God’s crying? He’s upset over this? The guy, that according to all Christian religious dogma, is the sole entity capable of preventing just such tragedies? You don’t see the insensitvity of the coach’s remark?

The way I read it is, “God has sympathy for you in your loss, just not enough to actually have doen anything to prevent it. It’s just a show.”

Finally, who is this coach that he thinks he speaks for God? Maybe calling him an insensitive asshole is too much, he most certainly could have chosen better words to express his sympathy and grief.

What I was actually pointing out was that it was a freak accident. It is absurd to place blame anywhere in this situation. The hockey league is not at fault, neither is the player or the doctor.

Well, thank you for clarifying that. I didn’t realize that anyone who invoked the name of God in an attempt to help heal pain was being insensitive. How silly of me.

By the way, who says that Deleranko was referring to the Christian god, or that god is a guy?

Wouldn’t the Pit that have been more appropriate for your “observation?”

“I figure that God’s crying along with us.”

How is this a petition to God to attempt help heal emotional pain?

Figure of speech. Don’t be so literal.

Perhaps. My apologies to anyone I’ve offended. Christian, or otherwise.

In pretty much the same way that “It was God’s will,” and “God has a plan,” are. I don’t see much difference between that and what the fellow said.

It’s a problematic statement, to be sure–there’s this Problem of Suffering that theology will be wrestling with…forever, pretty much.

A great many people find that it soothes emotional pain to consider that a personal God is syjmpathetic to that pain.
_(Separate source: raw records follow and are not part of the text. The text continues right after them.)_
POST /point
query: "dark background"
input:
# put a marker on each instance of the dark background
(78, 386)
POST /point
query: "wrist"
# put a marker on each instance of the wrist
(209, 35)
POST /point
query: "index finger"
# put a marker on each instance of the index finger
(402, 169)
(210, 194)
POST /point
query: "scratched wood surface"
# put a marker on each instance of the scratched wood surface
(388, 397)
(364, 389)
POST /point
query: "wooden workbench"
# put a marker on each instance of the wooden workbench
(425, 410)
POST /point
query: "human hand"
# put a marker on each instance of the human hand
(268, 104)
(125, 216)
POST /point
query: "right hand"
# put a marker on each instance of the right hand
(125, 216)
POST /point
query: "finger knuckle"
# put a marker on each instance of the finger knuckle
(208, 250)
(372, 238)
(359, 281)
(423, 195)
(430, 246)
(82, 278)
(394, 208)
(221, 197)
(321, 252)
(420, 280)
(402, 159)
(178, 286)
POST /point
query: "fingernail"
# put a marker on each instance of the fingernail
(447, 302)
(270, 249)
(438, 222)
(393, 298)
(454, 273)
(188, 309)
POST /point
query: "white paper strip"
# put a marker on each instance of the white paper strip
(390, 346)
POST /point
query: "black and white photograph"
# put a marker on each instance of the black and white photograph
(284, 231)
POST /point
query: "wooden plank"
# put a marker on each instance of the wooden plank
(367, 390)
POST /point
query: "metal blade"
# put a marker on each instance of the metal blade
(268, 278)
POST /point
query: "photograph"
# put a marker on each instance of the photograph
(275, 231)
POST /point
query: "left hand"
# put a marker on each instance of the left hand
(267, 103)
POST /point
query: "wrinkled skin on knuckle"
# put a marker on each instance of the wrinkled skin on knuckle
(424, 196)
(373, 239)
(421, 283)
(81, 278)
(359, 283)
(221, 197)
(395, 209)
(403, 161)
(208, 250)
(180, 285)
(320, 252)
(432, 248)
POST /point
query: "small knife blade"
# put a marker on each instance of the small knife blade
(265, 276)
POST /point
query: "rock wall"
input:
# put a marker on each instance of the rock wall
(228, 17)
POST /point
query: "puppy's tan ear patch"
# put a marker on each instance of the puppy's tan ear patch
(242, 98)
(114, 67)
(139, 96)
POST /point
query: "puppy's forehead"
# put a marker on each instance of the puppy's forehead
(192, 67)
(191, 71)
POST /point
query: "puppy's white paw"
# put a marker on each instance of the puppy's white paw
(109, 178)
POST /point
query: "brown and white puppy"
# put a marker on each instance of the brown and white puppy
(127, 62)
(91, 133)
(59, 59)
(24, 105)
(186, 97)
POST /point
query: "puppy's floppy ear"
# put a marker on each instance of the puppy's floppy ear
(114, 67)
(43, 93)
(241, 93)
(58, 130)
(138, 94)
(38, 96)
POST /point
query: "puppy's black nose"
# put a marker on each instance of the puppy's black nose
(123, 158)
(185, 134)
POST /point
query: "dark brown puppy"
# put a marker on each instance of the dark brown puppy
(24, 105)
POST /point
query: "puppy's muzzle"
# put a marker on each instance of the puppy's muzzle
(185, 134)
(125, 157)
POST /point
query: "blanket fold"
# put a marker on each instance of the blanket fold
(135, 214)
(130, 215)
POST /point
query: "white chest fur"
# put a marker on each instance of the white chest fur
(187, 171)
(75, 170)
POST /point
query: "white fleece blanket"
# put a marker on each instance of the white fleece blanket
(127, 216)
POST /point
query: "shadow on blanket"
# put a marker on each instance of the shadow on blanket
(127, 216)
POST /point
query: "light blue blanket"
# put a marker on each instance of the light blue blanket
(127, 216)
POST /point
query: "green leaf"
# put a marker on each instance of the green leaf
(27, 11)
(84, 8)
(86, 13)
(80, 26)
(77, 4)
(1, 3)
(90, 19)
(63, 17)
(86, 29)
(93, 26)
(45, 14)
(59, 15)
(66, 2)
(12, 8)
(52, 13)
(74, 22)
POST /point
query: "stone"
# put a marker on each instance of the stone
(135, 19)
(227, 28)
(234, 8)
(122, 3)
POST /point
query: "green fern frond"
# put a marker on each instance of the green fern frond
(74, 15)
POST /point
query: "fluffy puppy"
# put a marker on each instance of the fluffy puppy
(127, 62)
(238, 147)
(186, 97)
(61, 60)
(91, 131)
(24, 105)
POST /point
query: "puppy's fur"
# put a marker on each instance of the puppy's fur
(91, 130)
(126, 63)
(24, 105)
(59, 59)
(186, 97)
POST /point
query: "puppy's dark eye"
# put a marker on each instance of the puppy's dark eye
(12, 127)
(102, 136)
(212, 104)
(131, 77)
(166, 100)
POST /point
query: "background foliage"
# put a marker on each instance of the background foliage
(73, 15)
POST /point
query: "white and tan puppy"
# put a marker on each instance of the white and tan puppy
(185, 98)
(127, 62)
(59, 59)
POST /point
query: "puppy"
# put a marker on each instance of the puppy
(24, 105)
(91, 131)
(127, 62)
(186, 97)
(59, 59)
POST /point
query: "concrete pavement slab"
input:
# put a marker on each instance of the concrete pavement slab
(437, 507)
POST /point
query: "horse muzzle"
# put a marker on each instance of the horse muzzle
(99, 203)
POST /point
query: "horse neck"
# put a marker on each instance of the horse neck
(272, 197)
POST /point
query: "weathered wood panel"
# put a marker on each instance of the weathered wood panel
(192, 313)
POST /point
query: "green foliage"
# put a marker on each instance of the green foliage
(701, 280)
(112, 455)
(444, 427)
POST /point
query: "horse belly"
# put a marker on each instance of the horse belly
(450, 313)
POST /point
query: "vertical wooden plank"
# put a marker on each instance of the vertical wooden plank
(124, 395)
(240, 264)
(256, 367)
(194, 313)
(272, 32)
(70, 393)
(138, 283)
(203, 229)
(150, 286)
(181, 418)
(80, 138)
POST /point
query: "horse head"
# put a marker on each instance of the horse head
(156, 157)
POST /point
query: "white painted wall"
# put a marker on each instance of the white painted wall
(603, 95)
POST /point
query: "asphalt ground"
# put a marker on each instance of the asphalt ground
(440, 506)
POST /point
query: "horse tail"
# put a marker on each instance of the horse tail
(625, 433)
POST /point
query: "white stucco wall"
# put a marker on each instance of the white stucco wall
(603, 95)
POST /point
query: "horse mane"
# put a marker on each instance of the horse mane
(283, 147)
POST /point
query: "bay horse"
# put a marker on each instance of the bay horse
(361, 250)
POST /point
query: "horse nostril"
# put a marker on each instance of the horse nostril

That that’s logically problematic doesn’t make those who hold or espouse that view insensitive assholes by any stretch.

The theory that it does doesn’t necessarily belong in the Pit.

How it was expressed, did.

I suppose Christians believe that this was part of God’s larger plan, and that this served some larger good.

He said “I figure”, not “I know”.

2 things. First of all, I’ve been to a few college hockey games where there was netting behind the goals. Whenever the puck was deflected into the netting, play was whistled dead. It didn’t seem to affect the flow of the game any.

Second, I thought the coaches comments were made in the context of a rainy day. So, IMO, it wouldn’t be out of line to suggest that god was crying with them. Also, I believe that was the girls’ soccer coach, not the Blue Jackets coach.

Well, speaking as an Ohio resident, I think I’d cheerfully support that measure. Ban Ohio!

I for one was not offended. Being offended would have been the easy way out. I am distressed that organized religion has left us so spiritually adrift that a statement as simple as “God is crying” could elicit a response as cynical and angry as yours. With sexually abusive priests and the Islamic Jihad in the news, I wonder if spirituality has anything positive left to offer humanity.

Hijack: hockey should not be banned. Wait, that was the OP!